Quelle: LA Times v. 19.7.2003
Accounting practices used by companies in determining when to record sales apparently are under scrutiny.
The Securities and Exchange Commission is conducting an apparently broad investigation of accounting practices in the video game industry, according to SEC filings by three game publishers, including two in Southern California that produce some of the industry's most popular titles.
Activision Inc. of Santa Monica, publisher of the popular "Tony Hawk's Pro Skater" games; Calabasas Hills-based THQ Inc., which publishes the "SpongeBob SquarePants" series; and Acclaim Entertainment Inc., headquartered in Geneva, N.Y., said they received requests for information from the SEC.
The companies, which publish games for machines such as Sony Corp.'s PlayStation 2 and Nintendo's GameCube, said they were cooperating with the probe. Activision declined to comment further. Acclaim and THQ couldn't be reached for comment late Friday. An SEC spokesman declined to talk about the investigation.
In its filing, Activision said, "The investigation appears to be focused on certain accounting practices common to the interactive entertainment industry, with specific emphasis on revenue recognition," or when companies choose to record sales on their books.
Game industry analyst Michael Pachter of Wedbush Morgan Securities in Los Angeles said he believed the SEC was trying to determine whether the firms have been deliberately understating revenue, giving themselves the flexibility to artificially inflate earnings at some future occasion if the business were to take a turn for the worse.
The focus of the probe could be reserve funds set up as cushions against returns of unsold games or demands by big retailers for rebates when the games can't be sold for as much as anticipated.

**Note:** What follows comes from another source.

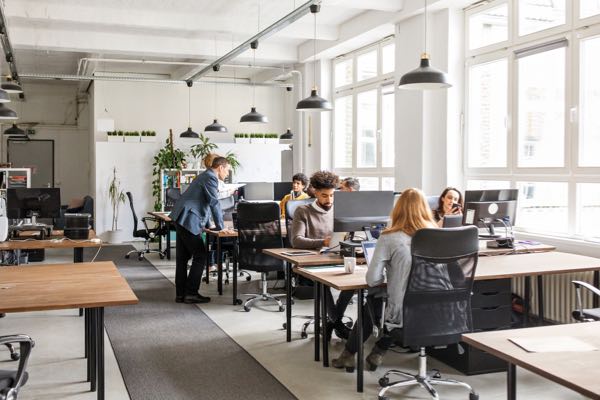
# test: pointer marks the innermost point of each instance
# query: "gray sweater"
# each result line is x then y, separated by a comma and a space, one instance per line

A firm selling $100 million worth of games during a quarter might book only $90 million as revenue, reasonably setting aside the other $10 million as insurance for these eventualities, Pachter said.
In a July 1 report, Pachter wrote, "We believe that overall reserve balances should grow in line with revenue growth, and that quarterly additions should generally offset actual charges during the preceding quarter." Instead, he noted, all of the four biggest companies he follows — Activision, THQ, Take-Two Interactive Software Inc. and industry leader Electronic Arts Inc. — have been increasing their reserve funds faster than their reported revenue.
At Activision, for example, game sales actually declined by 16%, but the company beefed up reserves by 42% as well, he noted.
Pachter said that raises the question of whether the companies are turning the reserves into "rainy day" funds: When revenue falls below expectations, the companies can simply draw down their overstuffed reserve funds as demands come in from retailers for rebates, "smoothing" revenue to make their business appear less volatile.
In their stepped-up scrutiny of corporate accounting, securities regulators have paid close attention to revenue recognition. A company that improperly accounts for sales could overstate its profit, boosting its stock price and enriching insiders and other big investors.
Last year, Take-Two, which publishes the popular "Grand Theft Auto: Vice City" game, said the SEC opened an investigation after the company restated seven quarters of financial results because some sales weren't recorded properly.